Deutscher Anwaltverein (DAV) - Berlin, 30. Juni 2015

Deutscher Anwaltverein kritisiert Neubestimmung des Bleiberechts

Potential von zuwandernden Menschen nicht ausreichend wertgeschätzt


Berlin (DAV). Am 1. und 2. Juli 2015 finden die abschließenden Beratungen des Gesetzesentwurfs zur Neubestimmung des Bleiberechts und Aufenthaltsbeendigung im Innenausschuss und im Plenum des Deutschen Bundestages statt. Der Deutsche Anwaltverein (DAV) kritisiert den Gesetzentwurf. So gelingt es ihm nicht das Potential von zuwandernden Menschen wertzuschätzen und ein gedeihliches Zusammenleben in Deutschland zu fördern. Begrüßenswert ist aber die Bemühung des Parlaments, sich mit der vielfältigen berechtigten Kritik an diesem Gesetzentwurf auseinandersetzen. Nicht nur der DAV hatte sich insbesondere gegen die vorgesehenen Regelungen zum Ausweisungsrecht, zu Einreise- und Aufenthaltssperren und zum Haftregime gegen Flüchtlinge gewandt. Ein Haupt-Kritikpunkt waren die inkonsequenten Vorschläge zu einer stichtagslosen Bleiberechtsregelung.

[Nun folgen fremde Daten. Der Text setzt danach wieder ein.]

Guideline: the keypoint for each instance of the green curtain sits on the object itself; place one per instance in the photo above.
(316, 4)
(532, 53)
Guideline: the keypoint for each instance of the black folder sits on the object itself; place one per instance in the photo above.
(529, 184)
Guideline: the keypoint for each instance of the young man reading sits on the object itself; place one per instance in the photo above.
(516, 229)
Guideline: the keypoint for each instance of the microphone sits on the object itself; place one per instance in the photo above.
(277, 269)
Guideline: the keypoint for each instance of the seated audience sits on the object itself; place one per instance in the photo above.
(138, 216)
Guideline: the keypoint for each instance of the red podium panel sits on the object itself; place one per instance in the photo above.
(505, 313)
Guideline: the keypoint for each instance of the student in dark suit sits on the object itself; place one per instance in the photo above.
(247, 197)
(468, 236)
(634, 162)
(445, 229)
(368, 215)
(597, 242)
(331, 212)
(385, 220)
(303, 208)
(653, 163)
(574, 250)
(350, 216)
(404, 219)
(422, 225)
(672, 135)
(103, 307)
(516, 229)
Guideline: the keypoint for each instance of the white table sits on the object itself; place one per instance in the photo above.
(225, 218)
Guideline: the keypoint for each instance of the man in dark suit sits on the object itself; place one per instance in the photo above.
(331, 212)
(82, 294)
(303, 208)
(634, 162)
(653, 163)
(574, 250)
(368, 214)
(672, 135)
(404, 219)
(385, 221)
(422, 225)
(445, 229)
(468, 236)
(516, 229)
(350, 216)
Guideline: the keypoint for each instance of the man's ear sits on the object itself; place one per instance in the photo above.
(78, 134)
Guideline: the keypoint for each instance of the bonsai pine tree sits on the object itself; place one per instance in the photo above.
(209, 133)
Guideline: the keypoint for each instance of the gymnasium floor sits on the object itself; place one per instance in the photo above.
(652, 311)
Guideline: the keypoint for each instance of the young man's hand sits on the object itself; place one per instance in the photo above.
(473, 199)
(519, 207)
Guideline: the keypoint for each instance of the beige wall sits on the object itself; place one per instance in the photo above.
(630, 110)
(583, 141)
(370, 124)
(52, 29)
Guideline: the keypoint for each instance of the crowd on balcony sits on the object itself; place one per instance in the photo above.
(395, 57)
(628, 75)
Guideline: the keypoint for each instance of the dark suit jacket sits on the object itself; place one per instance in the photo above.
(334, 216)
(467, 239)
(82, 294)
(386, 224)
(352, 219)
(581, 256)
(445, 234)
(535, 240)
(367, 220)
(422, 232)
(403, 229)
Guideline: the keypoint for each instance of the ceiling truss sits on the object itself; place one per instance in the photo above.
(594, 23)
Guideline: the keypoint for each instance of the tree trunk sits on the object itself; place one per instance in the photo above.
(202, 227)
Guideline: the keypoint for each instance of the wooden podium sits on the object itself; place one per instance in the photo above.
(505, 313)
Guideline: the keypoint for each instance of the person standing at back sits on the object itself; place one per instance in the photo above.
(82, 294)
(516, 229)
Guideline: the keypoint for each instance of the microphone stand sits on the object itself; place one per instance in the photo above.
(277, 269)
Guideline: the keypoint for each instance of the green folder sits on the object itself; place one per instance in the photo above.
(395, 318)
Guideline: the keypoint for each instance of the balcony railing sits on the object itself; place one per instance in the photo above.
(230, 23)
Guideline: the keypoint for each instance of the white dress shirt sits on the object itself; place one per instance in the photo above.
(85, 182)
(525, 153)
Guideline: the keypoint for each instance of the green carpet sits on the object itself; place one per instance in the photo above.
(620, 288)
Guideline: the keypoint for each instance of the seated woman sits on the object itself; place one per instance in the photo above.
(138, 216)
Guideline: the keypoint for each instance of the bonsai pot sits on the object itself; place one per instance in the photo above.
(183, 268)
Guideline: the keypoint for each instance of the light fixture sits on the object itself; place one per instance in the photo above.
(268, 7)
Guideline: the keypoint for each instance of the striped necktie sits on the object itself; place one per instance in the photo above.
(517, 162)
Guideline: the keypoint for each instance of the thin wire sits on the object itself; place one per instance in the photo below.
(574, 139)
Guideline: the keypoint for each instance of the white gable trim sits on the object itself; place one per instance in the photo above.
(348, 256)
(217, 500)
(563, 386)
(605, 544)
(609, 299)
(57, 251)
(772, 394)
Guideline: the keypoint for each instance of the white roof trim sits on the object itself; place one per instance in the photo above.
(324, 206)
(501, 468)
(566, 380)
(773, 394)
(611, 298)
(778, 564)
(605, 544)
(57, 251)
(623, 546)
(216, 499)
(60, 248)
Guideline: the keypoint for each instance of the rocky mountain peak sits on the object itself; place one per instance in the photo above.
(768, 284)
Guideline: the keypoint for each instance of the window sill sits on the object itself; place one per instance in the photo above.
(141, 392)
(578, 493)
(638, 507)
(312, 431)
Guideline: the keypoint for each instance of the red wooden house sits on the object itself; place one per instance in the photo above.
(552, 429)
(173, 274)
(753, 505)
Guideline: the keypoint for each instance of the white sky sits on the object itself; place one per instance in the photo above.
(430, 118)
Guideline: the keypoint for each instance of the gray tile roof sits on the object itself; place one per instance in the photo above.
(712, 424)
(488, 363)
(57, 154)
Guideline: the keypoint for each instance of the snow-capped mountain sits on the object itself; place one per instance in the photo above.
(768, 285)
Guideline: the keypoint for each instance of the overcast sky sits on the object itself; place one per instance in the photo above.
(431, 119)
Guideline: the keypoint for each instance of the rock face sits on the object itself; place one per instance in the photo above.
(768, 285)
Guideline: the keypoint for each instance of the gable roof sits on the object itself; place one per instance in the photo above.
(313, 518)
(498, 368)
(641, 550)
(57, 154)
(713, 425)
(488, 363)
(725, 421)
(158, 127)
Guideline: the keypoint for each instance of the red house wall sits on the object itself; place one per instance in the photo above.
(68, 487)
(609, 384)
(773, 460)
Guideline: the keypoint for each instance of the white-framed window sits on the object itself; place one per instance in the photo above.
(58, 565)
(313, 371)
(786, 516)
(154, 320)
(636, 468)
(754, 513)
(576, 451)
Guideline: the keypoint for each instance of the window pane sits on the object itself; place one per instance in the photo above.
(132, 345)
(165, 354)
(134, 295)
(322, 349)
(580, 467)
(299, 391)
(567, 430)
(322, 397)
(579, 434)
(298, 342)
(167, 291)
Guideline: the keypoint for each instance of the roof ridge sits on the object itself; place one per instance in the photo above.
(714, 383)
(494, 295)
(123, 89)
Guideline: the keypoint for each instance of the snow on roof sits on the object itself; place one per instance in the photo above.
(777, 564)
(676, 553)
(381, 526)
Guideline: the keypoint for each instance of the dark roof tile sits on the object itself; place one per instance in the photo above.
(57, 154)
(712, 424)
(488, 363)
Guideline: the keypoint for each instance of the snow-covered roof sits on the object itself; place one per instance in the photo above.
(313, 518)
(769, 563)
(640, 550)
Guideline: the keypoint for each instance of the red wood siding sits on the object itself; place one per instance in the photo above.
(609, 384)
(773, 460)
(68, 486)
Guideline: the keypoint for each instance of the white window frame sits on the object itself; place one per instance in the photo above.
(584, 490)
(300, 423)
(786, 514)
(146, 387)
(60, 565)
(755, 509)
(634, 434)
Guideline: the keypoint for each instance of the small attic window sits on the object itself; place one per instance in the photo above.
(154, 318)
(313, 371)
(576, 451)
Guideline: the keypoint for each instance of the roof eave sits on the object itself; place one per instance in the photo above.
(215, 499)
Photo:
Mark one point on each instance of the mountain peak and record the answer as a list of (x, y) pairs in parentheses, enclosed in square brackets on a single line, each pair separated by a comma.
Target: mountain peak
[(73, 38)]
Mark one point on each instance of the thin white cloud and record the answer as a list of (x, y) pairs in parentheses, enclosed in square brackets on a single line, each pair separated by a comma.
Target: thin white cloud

"Insgesamt erweist sich der Gesetzentwurf als Kompromiss, der jedoch weiterhin wenig gelungen ist", so Rechtsanwältin Gisela Seidler, Vorsitzende des Ausländer- und Asylrechtsausschusses des DAV. Der Gegensatz zwischen der Einführung neuer ordnungspolitischer Instrumente und einer migrationspolitisch notwendigen Öffnung der Aufenthaltsmöglichkeiten sei nicht beseitigt oder abgemildert worden.

Die geplante Umstrukturierung des Ausweisungsrechts wird den Vorgaben des Europäischen Gerichtshofs für Menschenrechte nicht gerecht. Dies hätte eine umfassende Abwägung aller für und gegen eine Ausweisung sprechenden Umstände im Einzelfall verlangt. Die gewollte Schematisierung dieser Abwägung ist eine Verschärfung des Ausweisungsrechts, die zu großen Unsicherheiten führen wird. Es bleibt zudem bei der weitestgehend neuen "kleinen Ausweisung" durch erhebliche Erweiterung von Sperren für die Erteilung von Aufenthaltstiteln (§ 11 AufenthG). "Bemühungen um eine erleichterte Integration werden damit konterkariert", so Seidler weiter.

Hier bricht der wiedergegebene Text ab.